Le praticien des études urbaines restera peut-être sur sa faim, car l’espace n’est pas vraiment au centre des préoccupations : « échelle », « flux » et « réseau » sont renseignés de manière trop condensée et « gouvernance » est moins approfondie par exemple que « grande muraille verte » ! Certes il existe un dictionnaire des politiques publiques et un autre des politiques territoriales (tous deux édités par les Presses de Sciences Po), mais c’est un peu surprenant de même que l’entrée « espace », seulement vue sous l’angle de sa conquête. « Urbain » est absent, laissant la place à la ville dont on pressent qu’elle est à défendre par rapport à certaines menaces que sont aussi bien des processus d’enclavement que d’extension « sans limite » (comme on peut le lire dans l’entrée « ville »). Pourtant, une entrée « sprawl » eut été pertinente… En revanche, pointons que l’entrée « esthétique urbaine » est originale.

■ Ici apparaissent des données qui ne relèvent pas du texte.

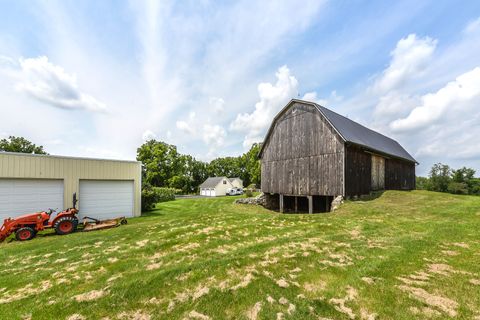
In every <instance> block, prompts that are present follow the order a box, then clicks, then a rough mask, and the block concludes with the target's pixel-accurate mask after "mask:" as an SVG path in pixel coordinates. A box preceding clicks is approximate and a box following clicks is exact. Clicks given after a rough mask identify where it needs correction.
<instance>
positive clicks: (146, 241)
mask: <svg viewBox="0 0 480 320" xmlns="http://www.w3.org/2000/svg"><path fill="white" fill-rule="evenodd" d="M149 241H150V240H149V239H144V240H141V241H137V242H136V245H137V248H143V247H145V246H146V245H147V243H148V242H149Z"/></svg>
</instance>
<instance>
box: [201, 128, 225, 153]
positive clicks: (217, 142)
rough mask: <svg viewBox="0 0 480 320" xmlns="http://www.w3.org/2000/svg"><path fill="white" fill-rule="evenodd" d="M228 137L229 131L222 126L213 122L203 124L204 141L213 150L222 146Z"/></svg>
mask: <svg viewBox="0 0 480 320" xmlns="http://www.w3.org/2000/svg"><path fill="white" fill-rule="evenodd" d="M226 137H227V132H226V131H225V129H224V128H223V127H222V126H219V125H211V124H206V125H204V126H203V141H204V142H205V143H206V144H207V145H208V146H209V147H210V150H211V151H213V150H215V149H216V148H219V147H222V146H223V144H224V143H225V138H226Z"/></svg>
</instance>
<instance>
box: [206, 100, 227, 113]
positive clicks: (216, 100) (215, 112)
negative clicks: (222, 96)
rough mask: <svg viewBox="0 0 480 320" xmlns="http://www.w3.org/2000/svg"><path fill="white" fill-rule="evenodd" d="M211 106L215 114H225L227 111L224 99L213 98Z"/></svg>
mask: <svg viewBox="0 0 480 320" xmlns="http://www.w3.org/2000/svg"><path fill="white" fill-rule="evenodd" d="M209 105H210V107H211V108H212V109H213V111H214V112H215V113H217V114H218V113H223V112H224V111H225V100H223V99H222V98H217V97H211V98H210V100H209Z"/></svg>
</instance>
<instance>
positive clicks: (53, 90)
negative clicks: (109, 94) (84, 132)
mask: <svg viewBox="0 0 480 320" xmlns="http://www.w3.org/2000/svg"><path fill="white" fill-rule="evenodd" d="M19 66H20V69H19V70H18V78H19V82H18V83H17V85H16V88H17V89H18V90H19V91H21V92H24V93H25V94H27V95H28V96H30V97H32V98H34V99H36V100H38V101H41V102H43V103H45V104H48V105H50V106H53V107H57V108H61V109H67V110H72V109H84V110H88V111H95V112H105V111H106V110H107V107H106V105H105V104H104V103H102V102H100V101H98V100H97V99H95V98H94V97H92V96H91V95H88V94H86V93H83V92H81V91H80V89H79V88H78V85H77V79H76V77H75V75H70V74H68V73H67V72H65V70H64V69H63V68H62V67H60V66H58V65H54V64H52V63H51V62H49V61H48V58H47V57H45V56H42V57H38V58H29V59H20V64H19Z"/></svg>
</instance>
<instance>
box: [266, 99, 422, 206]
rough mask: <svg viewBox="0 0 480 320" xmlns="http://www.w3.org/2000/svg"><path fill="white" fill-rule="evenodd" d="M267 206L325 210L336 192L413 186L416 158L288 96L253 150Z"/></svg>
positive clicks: (345, 122) (387, 188)
mask: <svg viewBox="0 0 480 320" xmlns="http://www.w3.org/2000/svg"><path fill="white" fill-rule="evenodd" d="M259 158H260V159H261V163H262V191H263V192H264V193H265V195H266V198H267V206H268V207H269V208H271V209H279V210H280V211H281V212H285V211H287V212H309V213H312V212H326V211H329V210H330V205H331V202H332V200H333V199H334V198H335V197H336V196H339V195H341V196H343V197H352V196H356V195H362V194H368V193H370V192H371V191H375V190H392V189H394V190H412V189H414V188H415V165H416V164H417V162H416V160H415V159H414V158H413V157H412V156H411V155H410V154H409V153H408V152H407V151H406V150H405V149H404V148H403V147H402V146H401V145H400V144H399V143H398V142H396V141H395V140H393V139H391V138H388V137H386V136H384V135H382V134H380V133H378V132H376V131H373V130H370V129H368V128H366V127H364V126H362V125H360V124H358V123H357V122H355V121H352V120H350V119H348V118H346V117H344V116H341V115H339V114H337V113H335V112H333V111H331V110H329V109H327V108H325V107H322V106H320V105H318V104H316V103H313V102H308V101H303V100H297V99H294V100H291V101H290V102H289V103H288V104H287V105H286V106H285V108H283V110H282V111H281V112H280V113H279V114H278V115H277V116H276V117H275V118H274V120H273V123H272V125H271V126H270V129H269V130H268V133H267V136H266V138H265V141H264V143H263V145H262V149H261V150H260V153H259Z"/></svg>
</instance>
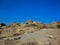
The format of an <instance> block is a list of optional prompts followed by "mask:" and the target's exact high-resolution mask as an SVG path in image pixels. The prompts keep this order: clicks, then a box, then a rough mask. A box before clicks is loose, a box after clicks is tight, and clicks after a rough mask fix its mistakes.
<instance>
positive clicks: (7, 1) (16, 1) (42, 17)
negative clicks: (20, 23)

Au final, ce dictionnaire est bien interdisciplinaire, avec une connotation géopolitique. La directrice de l’ouvrage mentionne plusieurs réunions de discussions entre les principaux protagonistes du programme de recherche à l’origine de cette publication. On n’en doute pas, mais on aimerait trouver des traces des dissensions ou du moins des discussions autour des termes. Le dictionnaire serait alors encore plus vivant, dialogique. Cela mènerait du reste sur la voie de combler un manque, celui d’un dictionnaire des penseurs de la mondialisation et de la mondialité. Mais c’est encore un autre programme de recherche que celui qui chercherait à comprendre comment Fernand Braudel, Karl Marx, Immanuel Wallerstein ou encore Mike Davis ou Bruno Latour ont pu concevoir le monde.